By Emma Young
Picture yourself sitting in a Zen garden, surrounded by low, rounded bushes and gravel raked into rippling swirls. Now imagine standing in front of a brutalist building, all straight lines and sharp edges. If you think you’d feel more relaxed in the Zen garden, there could be a low-level perceptual reason — one that could explain everything from why you’re far more likely to find a jagged script on the cover of a death metal album than on a romance novel, to why clouds and lullabies seem to go together.
The , published in Proceedings of the Royal Society B, suggests that we automatically associate variations in one particular property of images or sounds with variations in levels of emotional arousal. This gives us an instinctive understanding, just from the tone of someone’s voice or watching their movements, of whether they are angry or sad, excited or calm. But it seems that these associations between perception and emotion are so automatic and fundamental that we apply them to inanimate objects, as well.
Beau Sievers at Harvard University and colleagues ran a series of five studies designed to explore this property, known as the “spectral centroid”. Images and sounds can be decomposed into a spectrum that contains many components of different frequencies. Those components will differ depending on the shape or sound: a smooth curve, for example, is made up of lower frequencies than a shape with lots of straight lines and corners. The spectral centroid (SC) is essentially the average of this frequency spectrum. Sievers’ team wanted to know whether this property was related to levels of emotional arousal, with anger and excitement, for example, being characterised by high levels of arousal and feeling sad or peaceful by low levels.
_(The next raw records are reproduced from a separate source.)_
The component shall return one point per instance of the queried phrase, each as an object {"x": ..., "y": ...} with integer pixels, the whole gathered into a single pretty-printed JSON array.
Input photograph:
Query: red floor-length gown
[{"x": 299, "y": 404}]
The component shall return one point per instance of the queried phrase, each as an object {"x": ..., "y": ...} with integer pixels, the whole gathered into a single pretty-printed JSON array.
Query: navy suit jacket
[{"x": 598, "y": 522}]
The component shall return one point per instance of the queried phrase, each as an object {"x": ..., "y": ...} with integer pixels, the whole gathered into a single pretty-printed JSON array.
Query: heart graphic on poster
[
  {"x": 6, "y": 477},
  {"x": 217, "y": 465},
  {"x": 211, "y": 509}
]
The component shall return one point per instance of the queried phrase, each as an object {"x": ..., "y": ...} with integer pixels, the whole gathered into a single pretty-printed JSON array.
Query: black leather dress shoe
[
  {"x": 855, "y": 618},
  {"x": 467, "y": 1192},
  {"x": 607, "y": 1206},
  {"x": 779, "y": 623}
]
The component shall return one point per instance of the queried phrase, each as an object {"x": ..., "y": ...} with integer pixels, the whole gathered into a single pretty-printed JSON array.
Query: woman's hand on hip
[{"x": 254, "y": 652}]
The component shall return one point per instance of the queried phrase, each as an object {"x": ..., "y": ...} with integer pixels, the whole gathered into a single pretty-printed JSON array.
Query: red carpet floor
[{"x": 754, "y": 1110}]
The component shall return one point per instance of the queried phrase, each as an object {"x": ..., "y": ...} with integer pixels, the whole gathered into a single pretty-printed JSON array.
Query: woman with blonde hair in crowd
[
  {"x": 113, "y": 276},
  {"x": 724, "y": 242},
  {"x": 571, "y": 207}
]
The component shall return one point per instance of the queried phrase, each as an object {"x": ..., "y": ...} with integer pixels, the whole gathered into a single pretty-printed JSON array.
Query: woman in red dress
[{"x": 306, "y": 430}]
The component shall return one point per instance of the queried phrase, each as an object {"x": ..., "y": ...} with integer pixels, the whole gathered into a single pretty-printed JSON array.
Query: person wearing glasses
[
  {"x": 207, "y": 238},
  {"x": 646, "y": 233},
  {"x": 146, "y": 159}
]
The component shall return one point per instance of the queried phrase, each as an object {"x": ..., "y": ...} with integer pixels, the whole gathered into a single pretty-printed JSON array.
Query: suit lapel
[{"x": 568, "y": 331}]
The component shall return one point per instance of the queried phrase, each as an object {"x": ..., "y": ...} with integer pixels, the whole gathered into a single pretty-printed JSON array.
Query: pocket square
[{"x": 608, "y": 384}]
In one study, the researchers asked participants to match hundreds of randomly-generated shapes and sounds to feeling angry, excited sad or peaceful. Shapes with lots of corners and sharp angles had high SCs and were also far more likely to be matched to anger and excitement. The same was true for high SC sounds characterised by brief bursts of white noise. In contrast, blobby, swirly shapes and more ‘rounded’ sounds had low SCs, and were predominantly paired with being peaceful or sad.
Another group of participants were asked to draw shapes that were angry, sad, excited or peaceful. The angry and excited shapes had an average of 24 and 17 corners respectively (a high SC) whereas the sad and peaceful shapes had an average of 9 and 7 corners (a low SC). The SC of a shape could be used to predict its emotional label with close to 80 per cent accuracy, the researchers report.
Sievers and colleagues then analysed recordings of people moving around and also speaking emotionally-neutral sentences while expressing several different emotions. They found that angry speech and movements had a consistently higher SC than sad speech and movements.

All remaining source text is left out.